Dydd Gwŷl Dewi Sant hapus ! Happy Saint Davids day !
Dewi Sant – St. David was born towards the end of the fifth century and founded a Celtic monastic community at Glyn Rhosin (The Vale of Roses) on the western headland of Sir Benfro, at the spot where St David’s Cathedral stands today. David’s fame as a teacher and ascetic spread throughout the Celtic world. His foundation at Glyn Rhosin became an important Christian shrine, and the most important centre in Wales. The date of Dewi Sant’s death is recorded as 1 March, but the year is uncertain – possibly 588.
For centuries the first of March has been a national festival. St David was recognised as a national patron saint at the height of Welsh resistance to the Normans. St David’s day was celebrated from an early period: the 17th century diarist Samuel Pepys noted how Welsh celebrations in London for St David’s day took place.
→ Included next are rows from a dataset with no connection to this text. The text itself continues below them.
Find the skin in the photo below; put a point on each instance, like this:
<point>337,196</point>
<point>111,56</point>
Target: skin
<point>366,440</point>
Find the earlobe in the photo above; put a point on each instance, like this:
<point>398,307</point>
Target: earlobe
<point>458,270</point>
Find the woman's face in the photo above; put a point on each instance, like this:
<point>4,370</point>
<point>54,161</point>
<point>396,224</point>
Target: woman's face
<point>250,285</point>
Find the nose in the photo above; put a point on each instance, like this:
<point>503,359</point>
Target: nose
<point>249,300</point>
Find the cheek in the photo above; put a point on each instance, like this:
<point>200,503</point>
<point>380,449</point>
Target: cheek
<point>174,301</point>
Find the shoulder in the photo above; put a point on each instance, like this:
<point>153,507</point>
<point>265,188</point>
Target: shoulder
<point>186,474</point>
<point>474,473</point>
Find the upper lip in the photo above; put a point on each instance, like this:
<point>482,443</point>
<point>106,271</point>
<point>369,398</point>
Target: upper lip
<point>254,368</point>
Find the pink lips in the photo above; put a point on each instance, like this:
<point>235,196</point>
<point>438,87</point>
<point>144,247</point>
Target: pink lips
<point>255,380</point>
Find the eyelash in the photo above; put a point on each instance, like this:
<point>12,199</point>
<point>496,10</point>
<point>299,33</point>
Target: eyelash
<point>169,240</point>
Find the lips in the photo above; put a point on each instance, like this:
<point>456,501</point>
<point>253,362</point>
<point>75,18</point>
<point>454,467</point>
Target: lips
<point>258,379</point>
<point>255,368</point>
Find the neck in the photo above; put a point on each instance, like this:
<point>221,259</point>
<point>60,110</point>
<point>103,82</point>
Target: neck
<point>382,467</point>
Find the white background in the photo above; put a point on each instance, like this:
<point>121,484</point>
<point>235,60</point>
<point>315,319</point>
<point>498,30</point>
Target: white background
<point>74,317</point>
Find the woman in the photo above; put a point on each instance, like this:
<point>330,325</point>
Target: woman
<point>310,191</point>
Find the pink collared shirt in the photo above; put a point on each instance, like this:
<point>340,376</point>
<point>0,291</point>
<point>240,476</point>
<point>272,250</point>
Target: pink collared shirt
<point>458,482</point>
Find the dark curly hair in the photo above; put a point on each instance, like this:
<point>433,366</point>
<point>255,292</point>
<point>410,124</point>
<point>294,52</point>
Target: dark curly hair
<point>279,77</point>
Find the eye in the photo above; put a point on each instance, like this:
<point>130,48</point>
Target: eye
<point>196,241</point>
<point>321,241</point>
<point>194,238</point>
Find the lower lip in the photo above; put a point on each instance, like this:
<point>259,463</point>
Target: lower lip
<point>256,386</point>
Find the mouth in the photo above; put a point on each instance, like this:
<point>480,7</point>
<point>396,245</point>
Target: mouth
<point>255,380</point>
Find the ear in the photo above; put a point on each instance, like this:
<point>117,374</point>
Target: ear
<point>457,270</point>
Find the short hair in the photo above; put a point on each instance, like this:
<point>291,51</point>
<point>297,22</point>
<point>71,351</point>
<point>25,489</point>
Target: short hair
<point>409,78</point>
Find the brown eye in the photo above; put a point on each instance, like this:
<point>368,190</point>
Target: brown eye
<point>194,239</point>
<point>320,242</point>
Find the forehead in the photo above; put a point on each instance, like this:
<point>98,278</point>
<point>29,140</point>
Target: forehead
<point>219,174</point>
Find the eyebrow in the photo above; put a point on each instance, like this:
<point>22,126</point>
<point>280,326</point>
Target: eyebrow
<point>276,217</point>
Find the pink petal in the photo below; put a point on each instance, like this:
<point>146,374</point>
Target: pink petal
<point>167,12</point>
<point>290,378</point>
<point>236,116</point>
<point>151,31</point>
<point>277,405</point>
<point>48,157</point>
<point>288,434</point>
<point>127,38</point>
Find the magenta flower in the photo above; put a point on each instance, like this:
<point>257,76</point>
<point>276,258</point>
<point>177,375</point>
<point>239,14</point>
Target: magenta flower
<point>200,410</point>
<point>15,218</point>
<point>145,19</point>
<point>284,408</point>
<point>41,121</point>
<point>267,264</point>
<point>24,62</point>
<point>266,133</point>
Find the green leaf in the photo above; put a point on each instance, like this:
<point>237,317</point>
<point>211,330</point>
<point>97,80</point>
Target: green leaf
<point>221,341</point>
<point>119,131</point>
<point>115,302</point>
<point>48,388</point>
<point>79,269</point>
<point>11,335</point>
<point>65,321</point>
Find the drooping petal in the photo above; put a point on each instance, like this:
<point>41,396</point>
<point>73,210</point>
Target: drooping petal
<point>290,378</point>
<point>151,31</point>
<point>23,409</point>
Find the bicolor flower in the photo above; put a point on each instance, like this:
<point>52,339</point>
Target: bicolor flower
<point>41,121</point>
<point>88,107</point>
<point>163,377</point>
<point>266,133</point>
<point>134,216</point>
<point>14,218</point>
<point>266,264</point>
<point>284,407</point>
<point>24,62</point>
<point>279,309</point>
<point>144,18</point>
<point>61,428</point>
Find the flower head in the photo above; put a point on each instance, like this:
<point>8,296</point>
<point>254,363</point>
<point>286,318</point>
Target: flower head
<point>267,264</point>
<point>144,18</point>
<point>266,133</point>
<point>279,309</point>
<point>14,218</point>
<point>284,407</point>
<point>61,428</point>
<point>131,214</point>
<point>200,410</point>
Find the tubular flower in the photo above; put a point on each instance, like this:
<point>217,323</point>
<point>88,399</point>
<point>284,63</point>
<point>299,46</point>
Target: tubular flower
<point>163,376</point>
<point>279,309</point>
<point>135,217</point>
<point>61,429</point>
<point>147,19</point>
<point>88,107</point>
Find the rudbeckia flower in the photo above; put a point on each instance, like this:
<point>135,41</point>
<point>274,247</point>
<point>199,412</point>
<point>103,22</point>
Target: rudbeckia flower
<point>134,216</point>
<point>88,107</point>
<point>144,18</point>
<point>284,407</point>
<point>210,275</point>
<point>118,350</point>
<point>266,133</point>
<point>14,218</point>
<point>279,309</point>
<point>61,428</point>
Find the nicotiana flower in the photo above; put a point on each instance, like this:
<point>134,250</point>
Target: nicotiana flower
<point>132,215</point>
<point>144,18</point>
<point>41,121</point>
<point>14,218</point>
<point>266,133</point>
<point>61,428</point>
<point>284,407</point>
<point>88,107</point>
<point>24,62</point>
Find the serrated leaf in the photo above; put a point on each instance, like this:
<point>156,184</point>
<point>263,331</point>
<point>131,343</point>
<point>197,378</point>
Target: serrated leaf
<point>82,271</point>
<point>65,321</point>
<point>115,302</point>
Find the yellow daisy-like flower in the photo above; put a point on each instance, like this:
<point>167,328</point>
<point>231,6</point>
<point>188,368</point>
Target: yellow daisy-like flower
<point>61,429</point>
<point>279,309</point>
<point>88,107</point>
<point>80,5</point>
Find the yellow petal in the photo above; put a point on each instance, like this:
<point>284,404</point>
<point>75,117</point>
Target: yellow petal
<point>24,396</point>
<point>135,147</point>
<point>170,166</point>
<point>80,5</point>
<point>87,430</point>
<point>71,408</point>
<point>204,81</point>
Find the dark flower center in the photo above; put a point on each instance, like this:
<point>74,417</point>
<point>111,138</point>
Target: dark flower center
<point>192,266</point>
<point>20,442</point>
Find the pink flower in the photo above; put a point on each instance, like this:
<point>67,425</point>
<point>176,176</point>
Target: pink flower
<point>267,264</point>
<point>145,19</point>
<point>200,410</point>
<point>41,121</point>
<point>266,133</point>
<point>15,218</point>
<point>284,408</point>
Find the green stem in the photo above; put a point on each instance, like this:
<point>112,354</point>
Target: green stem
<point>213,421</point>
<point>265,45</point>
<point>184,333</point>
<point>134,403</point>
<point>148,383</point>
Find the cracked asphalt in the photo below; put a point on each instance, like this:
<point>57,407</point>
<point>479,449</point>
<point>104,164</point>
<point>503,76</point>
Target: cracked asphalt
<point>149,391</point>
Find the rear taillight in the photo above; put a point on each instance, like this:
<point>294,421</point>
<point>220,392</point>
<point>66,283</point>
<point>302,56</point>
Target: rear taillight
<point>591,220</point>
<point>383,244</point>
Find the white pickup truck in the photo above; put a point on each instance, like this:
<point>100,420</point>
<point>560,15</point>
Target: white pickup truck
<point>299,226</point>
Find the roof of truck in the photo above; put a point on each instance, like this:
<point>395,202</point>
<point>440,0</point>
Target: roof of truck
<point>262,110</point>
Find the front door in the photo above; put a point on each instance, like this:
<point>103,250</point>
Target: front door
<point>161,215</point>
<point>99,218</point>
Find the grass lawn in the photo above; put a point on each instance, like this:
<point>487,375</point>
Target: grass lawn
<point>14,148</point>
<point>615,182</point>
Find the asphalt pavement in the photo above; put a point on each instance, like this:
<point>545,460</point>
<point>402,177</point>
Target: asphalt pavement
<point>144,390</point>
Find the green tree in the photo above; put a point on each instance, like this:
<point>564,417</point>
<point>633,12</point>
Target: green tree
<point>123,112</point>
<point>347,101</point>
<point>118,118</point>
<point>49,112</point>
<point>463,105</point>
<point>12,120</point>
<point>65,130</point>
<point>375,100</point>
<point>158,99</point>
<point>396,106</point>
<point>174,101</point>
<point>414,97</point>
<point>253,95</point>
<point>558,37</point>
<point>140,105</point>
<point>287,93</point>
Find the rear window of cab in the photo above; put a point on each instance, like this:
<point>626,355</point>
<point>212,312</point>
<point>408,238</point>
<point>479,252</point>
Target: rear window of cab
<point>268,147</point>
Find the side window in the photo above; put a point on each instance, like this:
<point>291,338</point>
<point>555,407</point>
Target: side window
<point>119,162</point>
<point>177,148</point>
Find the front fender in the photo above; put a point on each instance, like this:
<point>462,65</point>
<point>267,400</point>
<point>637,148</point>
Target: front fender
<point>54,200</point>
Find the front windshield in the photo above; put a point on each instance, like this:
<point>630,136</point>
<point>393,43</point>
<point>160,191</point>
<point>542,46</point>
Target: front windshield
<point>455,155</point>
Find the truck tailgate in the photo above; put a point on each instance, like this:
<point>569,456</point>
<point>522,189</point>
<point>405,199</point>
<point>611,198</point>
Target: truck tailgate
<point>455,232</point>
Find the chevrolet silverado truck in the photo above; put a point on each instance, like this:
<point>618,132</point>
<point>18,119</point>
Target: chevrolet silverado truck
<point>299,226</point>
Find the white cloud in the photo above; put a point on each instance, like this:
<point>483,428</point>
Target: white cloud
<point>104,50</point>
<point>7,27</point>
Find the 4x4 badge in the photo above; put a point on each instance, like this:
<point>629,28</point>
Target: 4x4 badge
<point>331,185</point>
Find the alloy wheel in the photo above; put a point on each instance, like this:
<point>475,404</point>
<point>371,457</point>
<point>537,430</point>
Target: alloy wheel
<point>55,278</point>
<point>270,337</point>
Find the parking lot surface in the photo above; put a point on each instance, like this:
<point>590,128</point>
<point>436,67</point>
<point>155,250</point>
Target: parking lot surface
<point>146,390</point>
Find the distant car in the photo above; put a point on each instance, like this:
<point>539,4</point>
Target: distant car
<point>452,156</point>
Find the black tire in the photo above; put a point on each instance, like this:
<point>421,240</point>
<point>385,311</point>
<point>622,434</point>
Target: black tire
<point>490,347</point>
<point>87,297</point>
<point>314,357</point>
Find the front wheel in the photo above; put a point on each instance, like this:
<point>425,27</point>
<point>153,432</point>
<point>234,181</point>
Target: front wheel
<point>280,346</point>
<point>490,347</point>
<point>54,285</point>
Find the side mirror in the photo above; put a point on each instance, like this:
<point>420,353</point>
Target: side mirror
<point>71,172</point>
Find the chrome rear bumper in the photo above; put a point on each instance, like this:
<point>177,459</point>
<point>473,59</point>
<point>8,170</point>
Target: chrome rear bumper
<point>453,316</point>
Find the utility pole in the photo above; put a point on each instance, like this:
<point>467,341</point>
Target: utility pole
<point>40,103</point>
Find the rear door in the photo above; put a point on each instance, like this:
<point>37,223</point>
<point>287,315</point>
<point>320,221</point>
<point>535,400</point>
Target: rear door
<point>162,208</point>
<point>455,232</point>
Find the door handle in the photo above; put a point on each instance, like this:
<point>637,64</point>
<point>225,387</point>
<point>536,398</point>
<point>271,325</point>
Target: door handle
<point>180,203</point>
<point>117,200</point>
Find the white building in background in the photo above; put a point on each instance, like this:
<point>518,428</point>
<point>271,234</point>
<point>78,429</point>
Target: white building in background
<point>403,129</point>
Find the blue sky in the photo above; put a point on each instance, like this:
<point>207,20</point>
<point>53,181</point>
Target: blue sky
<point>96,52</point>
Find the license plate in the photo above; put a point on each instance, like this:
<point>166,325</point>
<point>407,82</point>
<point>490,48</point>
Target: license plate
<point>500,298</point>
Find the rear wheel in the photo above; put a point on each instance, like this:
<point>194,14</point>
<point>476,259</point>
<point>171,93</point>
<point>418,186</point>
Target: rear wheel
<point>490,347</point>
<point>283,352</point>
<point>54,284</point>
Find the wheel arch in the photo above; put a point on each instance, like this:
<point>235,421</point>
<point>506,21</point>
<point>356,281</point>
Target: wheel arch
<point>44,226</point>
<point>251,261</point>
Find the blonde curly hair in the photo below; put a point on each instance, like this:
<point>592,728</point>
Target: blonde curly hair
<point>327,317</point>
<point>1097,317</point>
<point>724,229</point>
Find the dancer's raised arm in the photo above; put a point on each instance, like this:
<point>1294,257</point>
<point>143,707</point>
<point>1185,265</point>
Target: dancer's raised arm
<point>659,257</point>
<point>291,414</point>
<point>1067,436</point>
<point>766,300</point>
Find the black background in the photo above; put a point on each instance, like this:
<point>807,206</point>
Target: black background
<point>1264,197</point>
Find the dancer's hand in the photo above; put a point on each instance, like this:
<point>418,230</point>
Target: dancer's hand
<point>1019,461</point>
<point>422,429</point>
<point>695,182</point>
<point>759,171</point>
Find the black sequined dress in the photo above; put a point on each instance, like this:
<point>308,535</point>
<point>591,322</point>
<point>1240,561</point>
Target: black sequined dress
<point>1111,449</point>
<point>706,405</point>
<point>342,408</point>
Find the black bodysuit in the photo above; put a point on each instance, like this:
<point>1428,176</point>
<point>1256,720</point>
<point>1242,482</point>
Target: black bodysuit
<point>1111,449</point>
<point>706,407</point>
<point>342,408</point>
In 2003 in the United States, St. David’s Day was recognised officially as the national day of the Welsh, and on 1 March the Empire State Building was floodlit in the national colours, red, green and white. It is invariably celebrated by Welsh societies throughout the world with dinners, parties, recitals and concerts.
To celebrate this day, people wear a symbol of either a leek, or daffodil. The leek arises from an occasion when a troop of Welsh were able to distinguish each other from a troop of English enemy dressed in similar fashion by wearing leeks. An alternative emblem developed in recent years is the daffodil.